We have 2 equations:
DJ (distance Jim traveled after t hour) = 3t
DM (distance Mike traveled after t hour) = 2(t-2) (Because Mike started 2 hour later than Jim)

So the amount of time it takes Mike to cover the half distance that Jim has covered is:
DM = 1/2 DJ
=> 2(t-2) = 3/2t
=> t = 8
Because this is the number of hour that Jim traveled so we must minus 2 to get the number of hour that Mike traveled => 6

Similarly, the amount of time it takes Jim to cover four times the distance that Mike has covered:
DM = 1/4 DJ
=> 2(t-2) = 1/4*3t
=> t = 16/5 (because the question asks the duration of Jim, now we don't need to minus to get that of Mike)

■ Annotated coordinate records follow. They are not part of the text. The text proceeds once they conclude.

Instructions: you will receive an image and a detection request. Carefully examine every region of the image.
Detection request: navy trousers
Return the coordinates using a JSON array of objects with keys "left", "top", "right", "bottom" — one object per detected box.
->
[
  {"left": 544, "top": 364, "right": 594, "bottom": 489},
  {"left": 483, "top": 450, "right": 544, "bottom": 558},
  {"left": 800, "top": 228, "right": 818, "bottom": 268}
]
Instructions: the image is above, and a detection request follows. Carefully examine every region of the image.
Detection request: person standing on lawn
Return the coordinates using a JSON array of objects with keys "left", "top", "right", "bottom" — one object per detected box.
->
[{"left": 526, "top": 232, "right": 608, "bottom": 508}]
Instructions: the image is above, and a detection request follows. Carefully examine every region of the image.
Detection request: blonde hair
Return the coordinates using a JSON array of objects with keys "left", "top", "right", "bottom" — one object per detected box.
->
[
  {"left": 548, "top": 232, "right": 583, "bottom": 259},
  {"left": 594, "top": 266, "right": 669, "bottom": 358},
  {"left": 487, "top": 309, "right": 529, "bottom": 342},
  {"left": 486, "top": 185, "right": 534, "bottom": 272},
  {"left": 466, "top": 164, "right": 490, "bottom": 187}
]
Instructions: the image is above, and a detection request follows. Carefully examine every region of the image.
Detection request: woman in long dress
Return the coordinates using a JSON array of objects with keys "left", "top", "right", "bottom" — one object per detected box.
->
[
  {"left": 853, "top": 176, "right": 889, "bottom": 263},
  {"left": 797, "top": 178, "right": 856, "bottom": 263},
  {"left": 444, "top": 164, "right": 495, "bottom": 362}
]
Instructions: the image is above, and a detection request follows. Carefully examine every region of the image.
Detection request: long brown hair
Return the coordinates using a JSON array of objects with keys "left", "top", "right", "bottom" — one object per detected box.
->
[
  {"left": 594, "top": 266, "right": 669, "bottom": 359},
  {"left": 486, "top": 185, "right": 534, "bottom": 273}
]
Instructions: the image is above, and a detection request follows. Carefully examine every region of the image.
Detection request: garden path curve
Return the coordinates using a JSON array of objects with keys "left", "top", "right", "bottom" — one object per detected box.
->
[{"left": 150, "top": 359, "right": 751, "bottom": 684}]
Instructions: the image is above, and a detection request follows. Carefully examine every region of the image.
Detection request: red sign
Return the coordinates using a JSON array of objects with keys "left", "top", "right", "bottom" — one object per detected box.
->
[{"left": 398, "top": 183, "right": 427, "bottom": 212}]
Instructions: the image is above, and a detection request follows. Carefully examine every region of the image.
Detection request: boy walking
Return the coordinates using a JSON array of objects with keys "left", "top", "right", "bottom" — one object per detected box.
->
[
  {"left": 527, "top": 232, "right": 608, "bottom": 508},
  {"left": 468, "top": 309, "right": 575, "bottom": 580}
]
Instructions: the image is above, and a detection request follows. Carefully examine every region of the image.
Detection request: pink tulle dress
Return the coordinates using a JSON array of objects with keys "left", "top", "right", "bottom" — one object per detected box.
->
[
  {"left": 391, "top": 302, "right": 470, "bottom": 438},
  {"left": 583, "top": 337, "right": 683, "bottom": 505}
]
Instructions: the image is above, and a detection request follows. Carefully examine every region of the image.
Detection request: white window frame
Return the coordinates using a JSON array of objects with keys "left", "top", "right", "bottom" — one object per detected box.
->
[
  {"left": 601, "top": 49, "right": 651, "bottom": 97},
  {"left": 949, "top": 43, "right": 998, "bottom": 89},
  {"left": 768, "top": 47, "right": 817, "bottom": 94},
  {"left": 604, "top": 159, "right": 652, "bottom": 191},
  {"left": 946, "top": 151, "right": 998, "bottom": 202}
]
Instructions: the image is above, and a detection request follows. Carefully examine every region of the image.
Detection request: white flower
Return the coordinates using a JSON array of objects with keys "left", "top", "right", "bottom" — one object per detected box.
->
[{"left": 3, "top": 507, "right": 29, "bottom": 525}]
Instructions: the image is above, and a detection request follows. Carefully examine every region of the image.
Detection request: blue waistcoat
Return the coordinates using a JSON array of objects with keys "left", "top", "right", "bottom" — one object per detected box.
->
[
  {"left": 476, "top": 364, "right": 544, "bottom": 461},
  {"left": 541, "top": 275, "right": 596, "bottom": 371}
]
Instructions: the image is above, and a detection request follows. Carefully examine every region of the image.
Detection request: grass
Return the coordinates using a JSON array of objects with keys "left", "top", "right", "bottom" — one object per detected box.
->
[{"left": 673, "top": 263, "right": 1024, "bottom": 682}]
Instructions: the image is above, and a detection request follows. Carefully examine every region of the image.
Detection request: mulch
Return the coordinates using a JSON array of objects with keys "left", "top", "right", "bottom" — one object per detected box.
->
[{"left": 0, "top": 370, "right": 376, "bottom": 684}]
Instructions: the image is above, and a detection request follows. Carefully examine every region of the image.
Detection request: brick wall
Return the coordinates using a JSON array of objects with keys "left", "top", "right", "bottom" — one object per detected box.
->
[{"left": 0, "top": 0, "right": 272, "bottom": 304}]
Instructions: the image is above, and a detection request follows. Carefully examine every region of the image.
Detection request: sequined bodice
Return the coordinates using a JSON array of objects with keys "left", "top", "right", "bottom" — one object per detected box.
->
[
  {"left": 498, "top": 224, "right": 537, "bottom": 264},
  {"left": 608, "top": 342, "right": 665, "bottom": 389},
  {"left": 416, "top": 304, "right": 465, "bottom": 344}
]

So that gap is: 16/5 - 6 = 2.8 hour = 168 minutes.

Personally, I prefer the second way to solve, it takes much less time than the first one. Hope it helps.

No, that is not the case. The 't' in my solution represents the time after Mike starts moving. If you wanted to find the time including the 2 hour head start that Jim got, you'd need to add 2.

And before Mike starts moving, you could say colloquially that Jim has traveled infinitely further than Mike. But if the ratio of Jim's speed to Mike's speed is 3 to 2, then no matter what head start one of them gets, the longer they travel, the closer the ratio of their distances will get to 3 to 2 (it's Jim who is faster, by the way, not Mike). So at some point that ratio will be 4 to 1, and at some later time it will be 2 to 1, the two ratios in the question. The only ratios that would be impossible are ratios of 3 to 2 or less.

That's a very good point - in my original solution, I used Mike's time here instead of Jim's time, but your solution is perfect. Thanks for the correction! I've edited the last line of my solution to fix that.

I, too, got 168 minutes. The question itself is a pretty straightforward one but the problem is that the correct answer is not listed among the options. My solution:

(1) Let T1 hrs be the time MIKE takes to cover half the distance that JIM covers concurrently. Since Jim had a 2 hour head-start, he will have covered 3*(T1+2) miles by the time Mike covers 2*T1 miles. Thus,
2T1=(1/2)[3(T1+2)]. Solving, we get T1=6 hrs=360 minutes.

(2) Let T2 hrs be the time JIM takes to cover 4 times the distance MIKE covers concurrently.Since Mike started 2 hours later, he will have covered 2*(T2-2) miles by the time Jim covers 3*T2 miles. Thus,
3*T2=4*2*(T2-2). Solving, we get T2=(16/5)hrs=192 minutes.

T1-T2=360-192= 168 minutes.

Back-solving, this checks out:
(a) In 6 hrs, Mike travels 12 miles. Concurrently, Jim travels for 8 hrs (since he had a 2-hour head-start) and covers 8*3=24 miles which is twice the distance Mike covered. So, 360 minutes for T1 checks out.
(b) In (16/5)hrs, Jim travels (48/5)miles. Concurrently Mike travels for (16/5-2)hrs (since he started 2 hrs after Jim) and covers (6/5)*2=(12/5)miles. So the distance that Jim covers (48/5)miles is 4 time the distance that Mike covers (12/5)miles. Checks out.

On the other hand, the OA does NOT check out. Tried assuming 'x' hrs as the time for the 2nd scenario (Jim covering 4 times the distance Mike covers) which makes [x+(12/5)]hrs the time for the 1st scenario, formed equations and got different values for 'x' in the two scenarios.

Maybe, the official solution could clear things up. Expert input from Buniel, VeritasKarishma or chetan2u would be welcome.

btrg
What is the source of this question? It seems that the answer is 168, but it is not listed in the answer choices.
Thanks!